May 2, 201610 yr Forse, la parte che descrive la vita rurale di Levin, l'ho trovata un po' pesante. Mi riferivo in particolare a quella.Svia troppo dal resto della storia,per un attimo mi sembrava si stesse parlando più della possibile vita da proprietario terriero/contadino di levin che della crisi interiore di Anna.Il resto è bello e ti porta proprio dentro il romanzo ma questo passo non l'ho tollerato tanto.
May 2, 201610 yr per un attimo mi sembrava si stesse parlando più della possibile vita da proprietario terriero/contadino di levin che della crisi interiore di Anna. Su questo, concordo con te.
May 3, 201610 yr Ho letto per piacere Mozart, sociologia di un genio di N. Elias. Interessante. Per studio ho appena finito Argonauti del Pacifico occidentale, di Malinowski, estremamente interessante.
May 3, 201610 yr Levin secondo molti è il vero protagonista di Anna Karenina... sicuramente è l'alter ego di Tolstoj, il "cuore" del messaggio del libro sta nell'evoluzione del suo personaggio, quindi anche se vi sembra pesante fate attenzione alla sua storia perchè è importante.
May 3, 201610 yr Levin secondo molti è il vero protagonista di Anna Karenina...quindi anche se vi sembra pesante fate attenzione alla sua storia perchè è importante. Capiamoci, ho scritto che la parte che descrive la vita rurale di Levin, l'ho trovata un po' pesante. non il personaggio di Lenin, che invece trovo abbastanza complesso pur nella sua semplicità d'uomo.

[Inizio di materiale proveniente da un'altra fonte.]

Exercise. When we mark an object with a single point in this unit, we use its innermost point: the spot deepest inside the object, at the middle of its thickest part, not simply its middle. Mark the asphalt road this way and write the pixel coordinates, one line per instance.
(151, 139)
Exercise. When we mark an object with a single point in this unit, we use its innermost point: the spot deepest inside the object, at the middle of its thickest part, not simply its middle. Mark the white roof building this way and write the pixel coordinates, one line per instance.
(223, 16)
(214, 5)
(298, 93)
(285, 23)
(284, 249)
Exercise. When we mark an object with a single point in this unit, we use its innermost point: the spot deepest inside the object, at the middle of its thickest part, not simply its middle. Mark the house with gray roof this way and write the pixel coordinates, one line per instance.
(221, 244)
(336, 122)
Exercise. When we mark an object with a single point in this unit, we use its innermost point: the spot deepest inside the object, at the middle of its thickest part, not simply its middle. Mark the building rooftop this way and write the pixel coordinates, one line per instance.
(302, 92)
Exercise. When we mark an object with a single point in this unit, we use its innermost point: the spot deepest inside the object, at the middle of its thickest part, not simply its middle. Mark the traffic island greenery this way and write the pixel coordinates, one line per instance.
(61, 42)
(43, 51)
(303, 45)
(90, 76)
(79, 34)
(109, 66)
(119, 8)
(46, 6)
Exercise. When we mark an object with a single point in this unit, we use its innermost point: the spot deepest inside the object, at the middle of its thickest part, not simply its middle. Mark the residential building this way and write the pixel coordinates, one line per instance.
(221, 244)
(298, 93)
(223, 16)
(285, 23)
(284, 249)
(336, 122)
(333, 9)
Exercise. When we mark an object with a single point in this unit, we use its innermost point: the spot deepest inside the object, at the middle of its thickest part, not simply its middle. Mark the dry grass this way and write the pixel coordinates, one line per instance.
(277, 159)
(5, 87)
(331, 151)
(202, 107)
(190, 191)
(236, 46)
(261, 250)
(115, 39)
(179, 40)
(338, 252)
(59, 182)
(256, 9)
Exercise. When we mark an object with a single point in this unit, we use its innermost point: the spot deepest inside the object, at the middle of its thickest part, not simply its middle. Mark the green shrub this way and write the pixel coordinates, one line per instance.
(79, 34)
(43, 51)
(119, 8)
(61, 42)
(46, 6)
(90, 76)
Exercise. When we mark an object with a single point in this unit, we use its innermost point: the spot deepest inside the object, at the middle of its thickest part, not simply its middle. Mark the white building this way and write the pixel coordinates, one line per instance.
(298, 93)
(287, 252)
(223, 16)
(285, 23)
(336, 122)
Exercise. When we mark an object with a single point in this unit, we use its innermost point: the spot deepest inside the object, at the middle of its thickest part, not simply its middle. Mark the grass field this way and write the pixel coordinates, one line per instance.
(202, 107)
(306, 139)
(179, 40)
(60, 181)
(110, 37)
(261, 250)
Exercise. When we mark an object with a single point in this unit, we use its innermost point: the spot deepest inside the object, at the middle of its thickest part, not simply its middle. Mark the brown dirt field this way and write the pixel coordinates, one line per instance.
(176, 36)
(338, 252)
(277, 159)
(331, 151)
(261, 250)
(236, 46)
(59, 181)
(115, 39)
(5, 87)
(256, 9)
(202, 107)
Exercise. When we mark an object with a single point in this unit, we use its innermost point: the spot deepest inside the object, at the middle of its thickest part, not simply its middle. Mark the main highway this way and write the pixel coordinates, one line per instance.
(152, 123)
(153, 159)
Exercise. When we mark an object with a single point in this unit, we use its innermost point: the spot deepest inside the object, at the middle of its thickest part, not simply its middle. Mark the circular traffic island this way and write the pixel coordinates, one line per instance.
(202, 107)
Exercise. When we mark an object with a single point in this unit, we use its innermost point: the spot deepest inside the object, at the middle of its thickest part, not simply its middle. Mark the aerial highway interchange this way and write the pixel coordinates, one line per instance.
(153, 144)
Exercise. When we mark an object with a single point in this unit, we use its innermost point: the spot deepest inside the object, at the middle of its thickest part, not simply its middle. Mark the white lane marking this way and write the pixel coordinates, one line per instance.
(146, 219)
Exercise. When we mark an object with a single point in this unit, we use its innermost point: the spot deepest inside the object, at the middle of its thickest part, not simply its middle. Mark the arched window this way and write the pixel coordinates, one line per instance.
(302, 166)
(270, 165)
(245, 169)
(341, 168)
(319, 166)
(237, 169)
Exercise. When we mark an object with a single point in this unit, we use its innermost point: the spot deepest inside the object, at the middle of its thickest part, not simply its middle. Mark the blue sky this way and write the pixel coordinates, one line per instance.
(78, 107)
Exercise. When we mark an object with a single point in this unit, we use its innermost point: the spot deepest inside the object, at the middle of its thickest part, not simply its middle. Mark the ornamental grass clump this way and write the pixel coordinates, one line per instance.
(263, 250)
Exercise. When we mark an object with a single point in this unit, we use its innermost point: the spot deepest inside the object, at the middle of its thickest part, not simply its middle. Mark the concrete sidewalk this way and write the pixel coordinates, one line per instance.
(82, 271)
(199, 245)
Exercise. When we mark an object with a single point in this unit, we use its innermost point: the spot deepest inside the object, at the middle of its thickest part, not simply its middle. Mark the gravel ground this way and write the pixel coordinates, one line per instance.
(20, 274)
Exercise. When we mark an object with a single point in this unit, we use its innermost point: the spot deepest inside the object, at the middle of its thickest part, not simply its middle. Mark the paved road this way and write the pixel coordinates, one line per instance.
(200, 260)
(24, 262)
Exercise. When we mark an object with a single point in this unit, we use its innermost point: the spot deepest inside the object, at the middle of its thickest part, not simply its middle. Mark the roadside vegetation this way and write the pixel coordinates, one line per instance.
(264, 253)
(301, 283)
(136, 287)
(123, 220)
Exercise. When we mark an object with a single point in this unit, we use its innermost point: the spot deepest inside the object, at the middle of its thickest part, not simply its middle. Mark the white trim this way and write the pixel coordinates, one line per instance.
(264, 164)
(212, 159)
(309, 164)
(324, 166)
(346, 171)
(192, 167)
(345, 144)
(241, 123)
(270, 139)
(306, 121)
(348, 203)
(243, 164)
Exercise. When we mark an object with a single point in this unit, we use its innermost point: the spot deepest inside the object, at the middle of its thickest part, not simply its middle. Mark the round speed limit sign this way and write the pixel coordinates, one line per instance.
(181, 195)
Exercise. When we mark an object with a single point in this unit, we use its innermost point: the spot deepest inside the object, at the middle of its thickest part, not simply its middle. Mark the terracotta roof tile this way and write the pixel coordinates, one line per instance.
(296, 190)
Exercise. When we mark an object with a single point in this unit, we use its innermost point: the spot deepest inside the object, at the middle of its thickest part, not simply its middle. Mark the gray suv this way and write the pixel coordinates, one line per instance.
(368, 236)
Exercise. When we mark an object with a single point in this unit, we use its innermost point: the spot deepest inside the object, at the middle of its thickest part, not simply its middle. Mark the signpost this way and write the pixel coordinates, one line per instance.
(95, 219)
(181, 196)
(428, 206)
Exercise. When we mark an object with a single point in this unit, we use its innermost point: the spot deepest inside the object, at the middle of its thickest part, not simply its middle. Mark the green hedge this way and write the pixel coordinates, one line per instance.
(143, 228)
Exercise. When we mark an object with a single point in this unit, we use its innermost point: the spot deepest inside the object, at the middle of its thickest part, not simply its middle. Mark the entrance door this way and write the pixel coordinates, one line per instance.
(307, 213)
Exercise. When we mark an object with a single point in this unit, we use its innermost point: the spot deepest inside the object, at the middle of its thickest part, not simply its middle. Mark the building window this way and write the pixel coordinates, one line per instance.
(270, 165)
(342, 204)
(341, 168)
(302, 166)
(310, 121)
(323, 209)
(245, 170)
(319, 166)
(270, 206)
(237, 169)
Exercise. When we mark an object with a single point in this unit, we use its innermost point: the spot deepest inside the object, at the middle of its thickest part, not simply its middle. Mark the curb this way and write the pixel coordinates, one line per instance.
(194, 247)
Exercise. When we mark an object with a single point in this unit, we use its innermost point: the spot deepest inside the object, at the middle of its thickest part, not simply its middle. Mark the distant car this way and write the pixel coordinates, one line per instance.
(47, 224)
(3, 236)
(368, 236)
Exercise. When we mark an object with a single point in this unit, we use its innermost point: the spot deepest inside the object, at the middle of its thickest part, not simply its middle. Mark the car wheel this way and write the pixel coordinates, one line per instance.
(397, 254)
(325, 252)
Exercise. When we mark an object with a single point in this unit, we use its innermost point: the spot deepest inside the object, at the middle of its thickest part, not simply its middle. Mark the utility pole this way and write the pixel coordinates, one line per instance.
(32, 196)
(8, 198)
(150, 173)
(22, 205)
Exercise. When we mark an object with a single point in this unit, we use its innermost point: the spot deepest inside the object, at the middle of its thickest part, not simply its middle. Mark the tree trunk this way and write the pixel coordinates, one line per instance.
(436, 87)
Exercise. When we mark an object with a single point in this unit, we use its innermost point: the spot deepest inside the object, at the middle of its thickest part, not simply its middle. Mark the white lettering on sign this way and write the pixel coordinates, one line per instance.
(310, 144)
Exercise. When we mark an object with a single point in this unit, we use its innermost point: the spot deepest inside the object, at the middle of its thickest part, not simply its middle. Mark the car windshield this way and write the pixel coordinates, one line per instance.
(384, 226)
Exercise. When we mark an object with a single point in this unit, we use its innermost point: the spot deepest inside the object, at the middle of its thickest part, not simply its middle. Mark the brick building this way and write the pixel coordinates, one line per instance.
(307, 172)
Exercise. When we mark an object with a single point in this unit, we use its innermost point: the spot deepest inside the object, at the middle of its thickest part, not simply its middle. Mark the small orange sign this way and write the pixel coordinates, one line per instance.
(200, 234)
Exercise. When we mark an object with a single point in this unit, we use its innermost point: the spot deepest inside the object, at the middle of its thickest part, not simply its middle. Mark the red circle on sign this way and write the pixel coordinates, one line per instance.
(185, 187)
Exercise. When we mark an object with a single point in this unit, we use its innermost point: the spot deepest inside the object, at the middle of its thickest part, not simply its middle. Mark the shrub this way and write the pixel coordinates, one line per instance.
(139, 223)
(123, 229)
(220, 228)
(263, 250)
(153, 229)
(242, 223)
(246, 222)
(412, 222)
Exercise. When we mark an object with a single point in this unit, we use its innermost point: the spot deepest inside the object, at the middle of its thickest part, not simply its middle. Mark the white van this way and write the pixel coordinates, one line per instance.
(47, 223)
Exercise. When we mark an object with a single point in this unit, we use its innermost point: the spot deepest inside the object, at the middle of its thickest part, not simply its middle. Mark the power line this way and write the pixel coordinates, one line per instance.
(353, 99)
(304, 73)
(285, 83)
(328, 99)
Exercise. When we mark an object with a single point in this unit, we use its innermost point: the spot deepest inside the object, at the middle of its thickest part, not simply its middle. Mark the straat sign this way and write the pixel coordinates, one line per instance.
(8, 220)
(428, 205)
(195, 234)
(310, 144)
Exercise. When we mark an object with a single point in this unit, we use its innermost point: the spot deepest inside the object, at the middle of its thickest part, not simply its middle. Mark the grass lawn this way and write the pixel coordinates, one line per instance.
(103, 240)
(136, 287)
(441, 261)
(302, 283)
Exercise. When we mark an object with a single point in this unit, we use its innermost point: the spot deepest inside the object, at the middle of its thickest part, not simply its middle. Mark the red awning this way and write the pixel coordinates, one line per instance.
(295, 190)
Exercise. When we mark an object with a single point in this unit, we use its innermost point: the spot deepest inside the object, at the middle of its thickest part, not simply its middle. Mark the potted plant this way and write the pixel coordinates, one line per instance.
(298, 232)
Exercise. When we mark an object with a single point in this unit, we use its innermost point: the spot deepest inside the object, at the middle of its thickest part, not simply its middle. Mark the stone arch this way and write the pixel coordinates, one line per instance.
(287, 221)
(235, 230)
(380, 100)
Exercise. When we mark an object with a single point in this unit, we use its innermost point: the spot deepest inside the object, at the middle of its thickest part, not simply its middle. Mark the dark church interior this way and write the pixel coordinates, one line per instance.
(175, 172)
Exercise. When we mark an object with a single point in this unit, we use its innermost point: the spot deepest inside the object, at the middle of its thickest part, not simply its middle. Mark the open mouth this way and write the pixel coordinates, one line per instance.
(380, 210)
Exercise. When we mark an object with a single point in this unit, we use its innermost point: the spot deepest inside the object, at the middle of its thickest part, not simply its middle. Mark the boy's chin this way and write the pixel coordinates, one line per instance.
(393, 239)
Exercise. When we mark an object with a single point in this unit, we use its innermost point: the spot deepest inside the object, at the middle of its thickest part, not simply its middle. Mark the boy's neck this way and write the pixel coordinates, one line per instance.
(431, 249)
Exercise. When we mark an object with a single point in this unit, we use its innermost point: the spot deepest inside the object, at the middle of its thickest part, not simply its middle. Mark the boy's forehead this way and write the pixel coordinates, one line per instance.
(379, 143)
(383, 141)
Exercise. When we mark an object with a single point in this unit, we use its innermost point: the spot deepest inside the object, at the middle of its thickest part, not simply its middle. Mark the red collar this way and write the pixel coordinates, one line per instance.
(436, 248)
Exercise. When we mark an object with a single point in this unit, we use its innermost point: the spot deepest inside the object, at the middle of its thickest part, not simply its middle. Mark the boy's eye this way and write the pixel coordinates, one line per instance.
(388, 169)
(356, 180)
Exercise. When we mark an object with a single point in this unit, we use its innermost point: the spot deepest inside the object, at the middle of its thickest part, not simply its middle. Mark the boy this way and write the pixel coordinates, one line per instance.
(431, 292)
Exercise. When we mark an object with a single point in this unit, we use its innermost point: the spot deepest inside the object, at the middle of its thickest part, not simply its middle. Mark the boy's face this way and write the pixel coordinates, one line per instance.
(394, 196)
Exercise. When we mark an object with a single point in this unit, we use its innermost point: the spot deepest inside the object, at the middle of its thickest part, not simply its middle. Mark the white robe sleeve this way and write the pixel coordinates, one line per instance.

May 8, 201610 yr Negli ultimi mesi ho tralasciato le mie letture, al momento sto terminando La battaglia di Teutoburgo di Harry Turtledove e Gay si nasce? di Simon Le Vay
May 8, 201610 yr La battaglia di Teutoburgo di Harry Turtledove Ti piace? Io ho letto quella storia orribile ambientata nelle Terrefonde (talmente farraginosa che persino il titolo mi è scomparso dalla mente) e ho provato le prime pagine del ciclo Invasione per poi ritrarmi disgustato davanti ad una prosa da supermercato.
May 8, 201610 yr Non è male, prima avevo letto un'altro romanzo a tema di un italiano che però mi aveva deluso. Comunque io prediligo sempre la saggistica e la divulgazione. La narrativa la limito al genere horror e storico.